Recently, the largest almond grower in the world ended its blue orchard bee reproduction experiments in California.
“I just don’t think they found it to be profitable,” said Boyle, who as a USDA researcher worked with the company, Wonderful Orchards, on its blue orchard bee efforts.
Solitary bees that they are, blue orchard bees tend to go off on their own. They’re not like honeybees, which return to the hive each day. So there’s no way to guarantee that a farmer will end up with nests that contain a similar number of bees than they originally released on their land. This forces them to buy new bees each year, an expensive proposition.

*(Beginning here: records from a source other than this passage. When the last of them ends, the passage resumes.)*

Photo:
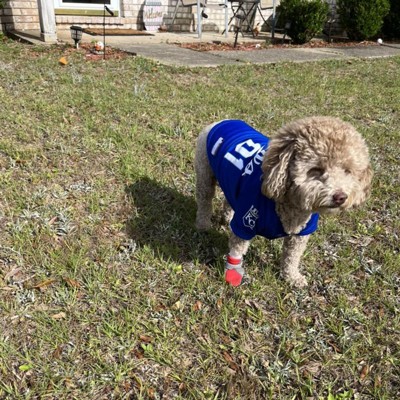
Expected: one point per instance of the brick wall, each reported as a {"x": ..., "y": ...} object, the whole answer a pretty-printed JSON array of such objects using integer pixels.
[{"x": 23, "y": 15}]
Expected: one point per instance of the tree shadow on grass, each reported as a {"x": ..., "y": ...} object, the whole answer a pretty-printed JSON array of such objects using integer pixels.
[{"x": 163, "y": 219}]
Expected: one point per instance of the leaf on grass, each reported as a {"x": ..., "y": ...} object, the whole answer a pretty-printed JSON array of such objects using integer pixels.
[
  {"x": 228, "y": 358},
  {"x": 219, "y": 303},
  {"x": 43, "y": 284},
  {"x": 25, "y": 367},
  {"x": 72, "y": 282},
  {"x": 178, "y": 306},
  {"x": 197, "y": 306},
  {"x": 11, "y": 273},
  {"x": 60, "y": 315},
  {"x": 58, "y": 351},
  {"x": 146, "y": 338},
  {"x": 364, "y": 372}
]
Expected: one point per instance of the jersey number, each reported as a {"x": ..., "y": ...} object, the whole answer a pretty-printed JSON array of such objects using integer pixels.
[{"x": 245, "y": 149}]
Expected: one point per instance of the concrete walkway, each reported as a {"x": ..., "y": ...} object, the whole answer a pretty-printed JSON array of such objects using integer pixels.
[{"x": 164, "y": 47}]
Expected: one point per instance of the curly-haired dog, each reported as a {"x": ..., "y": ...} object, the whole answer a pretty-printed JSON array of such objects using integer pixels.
[{"x": 278, "y": 187}]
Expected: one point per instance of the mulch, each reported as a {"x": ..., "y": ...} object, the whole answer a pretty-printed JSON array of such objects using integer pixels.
[{"x": 260, "y": 45}]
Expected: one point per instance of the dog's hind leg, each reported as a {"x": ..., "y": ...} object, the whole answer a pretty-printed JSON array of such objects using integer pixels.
[
  {"x": 293, "y": 249},
  {"x": 227, "y": 213},
  {"x": 205, "y": 184}
]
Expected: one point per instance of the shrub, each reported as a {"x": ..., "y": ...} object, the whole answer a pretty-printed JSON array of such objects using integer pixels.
[
  {"x": 362, "y": 19},
  {"x": 306, "y": 17},
  {"x": 391, "y": 23}
]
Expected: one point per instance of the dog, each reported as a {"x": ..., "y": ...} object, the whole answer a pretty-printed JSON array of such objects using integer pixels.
[{"x": 277, "y": 187}]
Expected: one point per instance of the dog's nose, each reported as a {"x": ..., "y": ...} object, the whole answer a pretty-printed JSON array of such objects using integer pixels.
[{"x": 339, "y": 198}]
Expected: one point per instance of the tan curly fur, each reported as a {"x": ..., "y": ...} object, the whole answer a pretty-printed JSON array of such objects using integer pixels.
[{"x": 316, "y": 164}]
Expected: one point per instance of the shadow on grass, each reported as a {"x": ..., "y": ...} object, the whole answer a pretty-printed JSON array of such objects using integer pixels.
[{"x": 163, "y": 219}]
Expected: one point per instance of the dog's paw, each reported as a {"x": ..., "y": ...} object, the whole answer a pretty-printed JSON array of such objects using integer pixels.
[{"x": 299, "y": 281}]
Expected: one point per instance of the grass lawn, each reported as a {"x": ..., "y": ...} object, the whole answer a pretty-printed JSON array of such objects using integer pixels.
[{"x": 106, "y": 289}]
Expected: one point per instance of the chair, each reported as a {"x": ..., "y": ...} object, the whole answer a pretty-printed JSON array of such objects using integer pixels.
[{"x": 201, "y": 6}]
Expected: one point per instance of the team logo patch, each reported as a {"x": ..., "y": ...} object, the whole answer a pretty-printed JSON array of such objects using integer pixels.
[{"x": 250, "y": 218}]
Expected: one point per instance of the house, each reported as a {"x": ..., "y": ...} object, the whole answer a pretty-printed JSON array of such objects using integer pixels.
[{"x": 48, "y": 16}]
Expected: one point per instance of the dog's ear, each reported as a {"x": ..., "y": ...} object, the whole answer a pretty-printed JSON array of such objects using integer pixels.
[
  {"x": 362, "y": 195},
  {"x": 276, "y": 166}
]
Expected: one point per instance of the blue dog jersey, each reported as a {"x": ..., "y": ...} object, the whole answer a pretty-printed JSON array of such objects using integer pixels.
[{"x": 235, "y": 151}]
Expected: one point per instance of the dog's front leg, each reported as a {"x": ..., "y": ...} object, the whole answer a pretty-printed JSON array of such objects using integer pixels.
[
  {"x": 293, "y": 249},
  {"x": 234, "y": 270}
]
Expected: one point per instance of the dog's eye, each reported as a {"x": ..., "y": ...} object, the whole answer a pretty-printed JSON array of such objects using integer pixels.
[{"x": 316, "y": 172}]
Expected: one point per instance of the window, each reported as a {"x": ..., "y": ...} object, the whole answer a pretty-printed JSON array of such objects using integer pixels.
[{"x": 87, "y": 7}]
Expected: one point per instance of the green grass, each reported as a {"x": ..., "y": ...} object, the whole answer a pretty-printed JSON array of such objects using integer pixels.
[{"x": 107, "y": 290}]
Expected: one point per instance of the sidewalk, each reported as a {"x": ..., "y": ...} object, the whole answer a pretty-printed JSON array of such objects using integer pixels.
[{"x": 163, "y": 47}]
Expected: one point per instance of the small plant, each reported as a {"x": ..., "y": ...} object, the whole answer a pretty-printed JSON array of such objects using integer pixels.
[
  {"x": 362, "y": 19},
  {"x": 391, "y": 23},
  {"x": 305, "y": 18}
]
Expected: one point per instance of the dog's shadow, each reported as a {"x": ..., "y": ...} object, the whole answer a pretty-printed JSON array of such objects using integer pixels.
[{"x": 163, "y": 219}]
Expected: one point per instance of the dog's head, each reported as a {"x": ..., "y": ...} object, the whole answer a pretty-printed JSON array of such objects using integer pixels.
[{"x": 320, "y": 164}]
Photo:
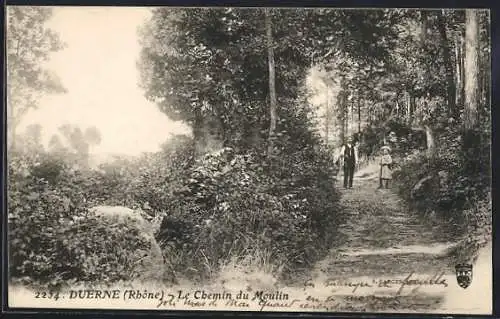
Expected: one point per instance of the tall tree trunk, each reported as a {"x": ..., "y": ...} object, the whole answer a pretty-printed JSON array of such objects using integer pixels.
[
  {"x": 462, "y": 71},
  {"x": 445, "y": 48},
  {"x": 430, "y": 141},
  {"x": 341, "y": 114},
  {"x": 359, "y": 115},
  {"x": 459, "y": 71},
  {"x": 472, "y": 93},
  {"x": 409, "y": 112},
  {"x": 327, "y": 115},
  {"x": 198, "y": 132},
  {"x": 272, "y": 80},
  {"x": 428, "y": 130}
]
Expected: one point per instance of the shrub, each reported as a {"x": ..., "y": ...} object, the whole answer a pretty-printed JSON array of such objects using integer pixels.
[{"x": 53, "y": 238}]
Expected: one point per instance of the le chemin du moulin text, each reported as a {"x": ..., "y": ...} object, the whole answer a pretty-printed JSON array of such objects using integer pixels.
[{"x": 197, "y": 294}]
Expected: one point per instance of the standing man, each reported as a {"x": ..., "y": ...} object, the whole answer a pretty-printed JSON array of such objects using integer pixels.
[{"x": 349, "y": 155}]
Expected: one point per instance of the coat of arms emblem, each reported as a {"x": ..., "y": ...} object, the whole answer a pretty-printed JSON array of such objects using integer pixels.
[{"x": 464, "y": 275}]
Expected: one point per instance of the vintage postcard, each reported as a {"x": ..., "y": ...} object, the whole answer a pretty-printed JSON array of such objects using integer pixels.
[{"x": 249, "y": 159}]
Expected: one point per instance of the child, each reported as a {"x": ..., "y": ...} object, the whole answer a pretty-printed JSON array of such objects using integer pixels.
[{"x": 385, "y": 167}]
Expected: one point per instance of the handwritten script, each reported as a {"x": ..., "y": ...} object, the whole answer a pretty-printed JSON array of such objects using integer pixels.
[{"x": 316, "y": 295}]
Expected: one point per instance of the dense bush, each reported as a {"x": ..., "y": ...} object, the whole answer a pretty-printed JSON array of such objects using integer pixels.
[
  {"x": 218, "y": 208},
  {"x": 54, "y": 239},
  {"x": 452, "y": 181}
]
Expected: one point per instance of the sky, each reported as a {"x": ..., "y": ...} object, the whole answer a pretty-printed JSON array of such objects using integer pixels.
[{"x": 98, "y": 68}]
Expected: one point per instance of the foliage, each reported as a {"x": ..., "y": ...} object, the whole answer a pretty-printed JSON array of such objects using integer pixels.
[
  {"x": 54, "y": 240},
  {"x": 232, "y": 205},
  {"x": 29, "y": 43}
]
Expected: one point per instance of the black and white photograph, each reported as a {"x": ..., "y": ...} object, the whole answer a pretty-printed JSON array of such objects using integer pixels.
[{"x": 249, "y": 159}]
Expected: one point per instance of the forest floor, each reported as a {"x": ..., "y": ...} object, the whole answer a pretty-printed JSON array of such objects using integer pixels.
[{"x": 383, "y": 240}]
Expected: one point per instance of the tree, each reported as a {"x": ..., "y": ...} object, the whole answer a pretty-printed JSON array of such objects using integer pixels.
[
  {"x": 272, "y": 81},
  {"x": 208, "y": 71},
  {"x": 29, "y": 45},
  {"x": 450, "y": 86}
]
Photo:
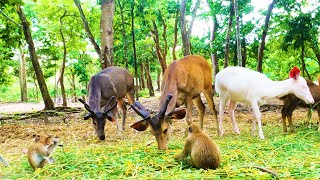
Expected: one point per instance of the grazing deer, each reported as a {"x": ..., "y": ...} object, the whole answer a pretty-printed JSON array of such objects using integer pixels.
[
  {"x": 109, "y": 84},
  {"x": 183, "y": 81},
  {"x": 204, "y": 152},
  {"x": 291, "y": 102},
  {"x": 244, "y": 85}
]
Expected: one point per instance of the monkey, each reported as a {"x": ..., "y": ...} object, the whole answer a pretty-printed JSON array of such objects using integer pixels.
[
  {"x": 204, "y": 152},
  {"x": 4, "y": 162},
  {"x": 40, "y": 150}
]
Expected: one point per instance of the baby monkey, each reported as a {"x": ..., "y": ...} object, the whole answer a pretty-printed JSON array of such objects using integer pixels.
[
  {"x": 205, "y": 153},
  {"x": 40, "y": 150}
]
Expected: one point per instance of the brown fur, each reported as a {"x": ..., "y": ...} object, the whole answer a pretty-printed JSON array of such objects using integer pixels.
[
  {"x": 291, "y": 102},
  {"x": 185, "y": 80},
  {"x": 204, "y": 152},
  {"x": 40, "y": 150}
]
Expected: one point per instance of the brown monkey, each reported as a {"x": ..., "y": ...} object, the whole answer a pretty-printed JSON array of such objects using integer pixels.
[
  {"x": 40, "y": 150},
  {"x": 205, "y": 153},
  {"x": 3, "y": 161}
]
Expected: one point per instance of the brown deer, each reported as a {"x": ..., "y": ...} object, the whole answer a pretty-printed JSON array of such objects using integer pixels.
[
  {"x": 110, "y": 83},
  {"x": 291, "y": 102},
  {"x": 183, "y": 81}
]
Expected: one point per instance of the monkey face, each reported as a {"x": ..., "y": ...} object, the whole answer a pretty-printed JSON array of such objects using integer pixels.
[
  {"x": 45, "y": 139},
  {"x": 98, "y": 122}
]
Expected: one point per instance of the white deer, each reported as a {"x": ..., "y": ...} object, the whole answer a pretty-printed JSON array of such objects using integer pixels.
[{"x": 244, "y": 85}]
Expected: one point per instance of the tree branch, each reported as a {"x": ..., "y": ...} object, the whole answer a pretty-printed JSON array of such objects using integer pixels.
[{"x": 10, "y": 19}]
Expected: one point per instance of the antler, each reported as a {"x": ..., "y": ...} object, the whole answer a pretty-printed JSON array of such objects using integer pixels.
[
  {"x": 86, "y": 105},
  {"x": 165, "y": 106},
  {"x": 139, "y": 109},
  {"x": 108, "y": 108}
]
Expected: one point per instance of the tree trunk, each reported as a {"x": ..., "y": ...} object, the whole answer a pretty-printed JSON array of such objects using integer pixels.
[
  {"x": 304, "y": 69},
  {"x": 264, "y": 35},
  {"x": 235, "y": 62},
  {"x": 106, "y": 26},
  {"x": 175, "y": 37},
  {"x": 134, "y": 51},
  {"x": 123, "y": 31},
  {"x": 158, "y": 80},
  {"x": 226, "y": 50},
  {"x": 316, "y": 51},
  {"x": 214, "y": 55},
  {"x": 149, "y": 80},
  {"x": 244, "y": 52},
  {"x": 23, "y": 77},
  {"x": 73, "y": 85},
  {"x": 161, "y": 53},
  {"x": 63, "y": 65},
  {"x": 87, "y": 29},
  {"x": 238, "y": 33},
  {"x": 34, "y": 59},
  {"x": 185, "y": 34}
]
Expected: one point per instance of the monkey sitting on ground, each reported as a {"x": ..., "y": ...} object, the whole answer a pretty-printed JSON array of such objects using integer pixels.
[
  {"x": 40, "y": 150},
  {"x": 205, "y": 153}
]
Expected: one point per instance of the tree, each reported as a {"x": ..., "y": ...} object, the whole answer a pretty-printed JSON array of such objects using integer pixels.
[
  {"x": 34, "y": 59},
  {"x": 106, "y": 25},
  {"x": 264, "y": 35},
  {"x": 226, "y": 51},
  {"x": 299, "y": 33},
  {"x": 185, "y": 34}
]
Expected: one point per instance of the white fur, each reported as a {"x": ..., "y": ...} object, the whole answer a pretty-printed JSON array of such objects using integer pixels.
[{"x": 244, "y": 85}]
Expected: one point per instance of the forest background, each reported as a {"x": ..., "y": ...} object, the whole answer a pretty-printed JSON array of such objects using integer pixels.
[{"x": 50, "y": 48}]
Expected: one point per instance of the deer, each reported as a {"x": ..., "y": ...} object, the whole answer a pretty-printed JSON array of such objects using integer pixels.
[
  {"x": 183, "y": 82},
  {"x": 291, "y": 102},
  {"x": 239, "y": 84},
  {"x": 110, "y": 85}
]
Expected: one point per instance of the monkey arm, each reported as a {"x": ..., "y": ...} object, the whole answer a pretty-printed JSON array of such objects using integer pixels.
[
  {"x": 47, "y": 152},
  {"x": 52, "y": 148}
]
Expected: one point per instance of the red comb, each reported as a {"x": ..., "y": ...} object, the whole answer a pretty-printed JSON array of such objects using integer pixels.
[{"x": 294, "y": 73}]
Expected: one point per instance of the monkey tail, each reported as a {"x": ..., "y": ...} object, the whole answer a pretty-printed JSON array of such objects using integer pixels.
[
  {"x": 275, "y": 175},
  {"x": 4, "y": 162}
]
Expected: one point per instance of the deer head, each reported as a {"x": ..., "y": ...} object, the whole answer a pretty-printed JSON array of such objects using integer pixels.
[
  {"x": 99, "y": 118},
  {"x": 160, "y": 123}
]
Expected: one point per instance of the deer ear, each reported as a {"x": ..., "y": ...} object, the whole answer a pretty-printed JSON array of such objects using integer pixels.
[
  {"x": 177, "y": 114},
  {"x": 87, "y": 116},
  {"x": 141, "y": 125},
  {"x": 294, "y": 73}
]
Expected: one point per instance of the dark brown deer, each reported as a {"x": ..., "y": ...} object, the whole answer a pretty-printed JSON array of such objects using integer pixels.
[
  {"x": 183, "y": 81},
  {"x": 109, "y": 84},
  {"x": 291, "y": 102}
]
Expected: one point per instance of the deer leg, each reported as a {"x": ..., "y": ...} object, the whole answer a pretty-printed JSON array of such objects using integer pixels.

Scientists are trying to figure out how to keep these bees on the land, attracting them with abundant food, for example. Boyle and her colleagues have made some progress. For the third year in a row, they have released 275 blue orchard bees per acre into tart cherry orchards in Utah, and retrieved a similar number of bees at the end of the season.
“We think these tart cherries that we have them in are an excellent target crop for blue orchard bees,” said Boyle.
She’s also excited to start research on their use in pear orchards in Washington state.
“In a lot of ways,” said Boyle, “I feel like we’re still working as pioneers for this industry.”